Les chrétiens tièdes et les simples curieux ne suivent pas la procession; ils vont l'attendre au sommet du Margantin.
On y accède par une belle avenue bordée de hêtres séculaires à l'ombre desquels les touristes sont venus en pique-nique. Des mendiants, des éclopés, des nomades sont échelonnés tout le long du chemin et vous obsèdent de leurs supplications.


Au sommet du mont Margantin.

Au sommet, des bateleurs ont étalé sur la mousse leurs tapis rapiécés, et, pour charmer les longueurs de l'attente, ils jonglent devant les pèlerins, et proposent de vous dire la bonne aventure.
Des restaurateurs ont édifiés des baraques de toile, sous lesquelles les tables sont constituées par un planche étroite clouée sur des piquets fichés en terre, les bancs par des madriers non dégrossis. dans un repli du terrain, une rôtisserie en plein vent s'est installée.
Dans certains recoins, à l'ombre d'un hêtre, un tonneau reste fixé sur la voiture qui l'amena. Des hommes, à chaque bout, débitent le cidre ou le poiré que l'on paye comptant. Et le consommateur emporte avec la cruche une demi-douzaine d'écuelles minuscules de grès brut, des "mocques" ou des " endormoires".
Le soleil monte au zénith. Les bruits confus de la foule assemblées sur le mont sont dominés par les sancte Ernœ des pèlerins. La procession approche, gravit les lacets.
En quelques minutes, les cercles formés autour des saltimbanques se disloquent; les restaurants improvisés se vident; les buveurs reportent en toute hâte cruches et tasses; toute cette foule se presse vers le reposoir et se range en une double haie.
Voici les bannières, les croix d'or des paroisses riches et l'humble bâton de bois surmonté d'un Christ de cuivre argenté des églises plus pauvres, les surplis des chantres, les étoles des curés, le groupe des femmes...
Les touristes accourent, braquent les kodaks et les face-à-main...
Jadis, un prédicateur aux poumons robustes prononçait devant cette foule le panégyrique du Saint. Depuis quelque temps, le sermon est donné à l'église...
Il arrivait, en effet, que demeuraient seuls à l'écouter les pèlerins venus par le plus court trajet, alors que la plupart de ceux qui avaient effectué "le grand tour" s'esquivaient discrètement vers les tentes...
La relique, descendue de son brancard, est présentée à la vénération des fidèles rangés en double haie. cette cérémonie a demandé quelquefois une heure.
Enfin, le cortège redescend vers l'église. Les curieux, entraînés par l'exemple, prennent place dans ses rangs et chantent eux aussi , le Sancte Ernœ, ora pro nubis.
Le "bras" du Saint est alors replacé sur son reliquaire: on ne l'en sortira point, à moins qu'une pluie persistante au temps des foins, ou qu'une sécheresse calamiteuse ne fasse demander par les laboureurs une procession expiatoire.
Quelque sceptique que l'on soit, et en dépit de certaines vulgarités* sur lesquelles l'autorité ecclésiastique a dû fermer les yeux, on est obligé de reconnaître dans la fête de "la Colline" ou "Holine" la manifestation de foi simple et grande de toute une contrée.

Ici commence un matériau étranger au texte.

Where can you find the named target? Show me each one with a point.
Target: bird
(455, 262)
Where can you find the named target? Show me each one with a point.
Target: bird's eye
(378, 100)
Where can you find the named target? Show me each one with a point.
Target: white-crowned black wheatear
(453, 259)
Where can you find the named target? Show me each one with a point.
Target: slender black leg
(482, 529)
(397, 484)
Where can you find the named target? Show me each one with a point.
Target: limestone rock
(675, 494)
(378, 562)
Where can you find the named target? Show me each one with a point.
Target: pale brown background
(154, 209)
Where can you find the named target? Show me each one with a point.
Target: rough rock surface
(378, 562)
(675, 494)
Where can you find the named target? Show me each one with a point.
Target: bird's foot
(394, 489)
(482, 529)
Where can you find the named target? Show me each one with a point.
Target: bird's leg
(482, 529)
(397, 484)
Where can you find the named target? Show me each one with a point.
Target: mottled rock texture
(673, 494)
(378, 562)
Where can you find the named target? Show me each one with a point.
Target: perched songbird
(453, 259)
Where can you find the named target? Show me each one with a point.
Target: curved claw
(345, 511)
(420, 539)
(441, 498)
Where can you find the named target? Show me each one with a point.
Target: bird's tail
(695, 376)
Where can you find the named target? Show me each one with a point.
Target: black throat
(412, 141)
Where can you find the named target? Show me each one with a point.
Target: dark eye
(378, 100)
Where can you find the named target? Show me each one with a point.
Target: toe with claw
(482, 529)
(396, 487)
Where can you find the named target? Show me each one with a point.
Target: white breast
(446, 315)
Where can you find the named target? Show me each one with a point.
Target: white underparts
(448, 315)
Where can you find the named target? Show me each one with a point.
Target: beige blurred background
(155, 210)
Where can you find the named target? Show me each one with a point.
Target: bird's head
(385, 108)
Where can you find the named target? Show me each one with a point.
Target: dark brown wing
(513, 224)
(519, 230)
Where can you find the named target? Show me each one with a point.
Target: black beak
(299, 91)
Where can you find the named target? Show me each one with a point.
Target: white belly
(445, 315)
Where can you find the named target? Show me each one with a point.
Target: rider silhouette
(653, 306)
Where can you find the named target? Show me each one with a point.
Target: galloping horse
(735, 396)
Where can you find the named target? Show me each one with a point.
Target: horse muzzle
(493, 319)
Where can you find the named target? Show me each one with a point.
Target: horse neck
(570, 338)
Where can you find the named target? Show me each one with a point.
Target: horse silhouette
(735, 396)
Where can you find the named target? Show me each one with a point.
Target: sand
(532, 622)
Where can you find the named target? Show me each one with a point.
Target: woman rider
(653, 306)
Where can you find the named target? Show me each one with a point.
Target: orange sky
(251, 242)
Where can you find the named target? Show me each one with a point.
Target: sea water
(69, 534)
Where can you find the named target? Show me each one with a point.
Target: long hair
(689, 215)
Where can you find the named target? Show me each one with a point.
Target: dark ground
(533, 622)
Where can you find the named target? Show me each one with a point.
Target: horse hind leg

                                                                                                         J. Romain Le Monnier.

Le Mois littéraire et pittoresque, janvier-juin 1911.

* Nota de Célestin Mira:


La procession de saint Ernier a remplacé un culte satanique où se pratiquait, sur le mont Margantin,  autrefois, le sabbat des sorcières. Au sommet du mont Margantin, le diable guérissait les victimes d'infortunes conjugales qui parvenaient à lui toucher les cornes ou à baiser son derrière.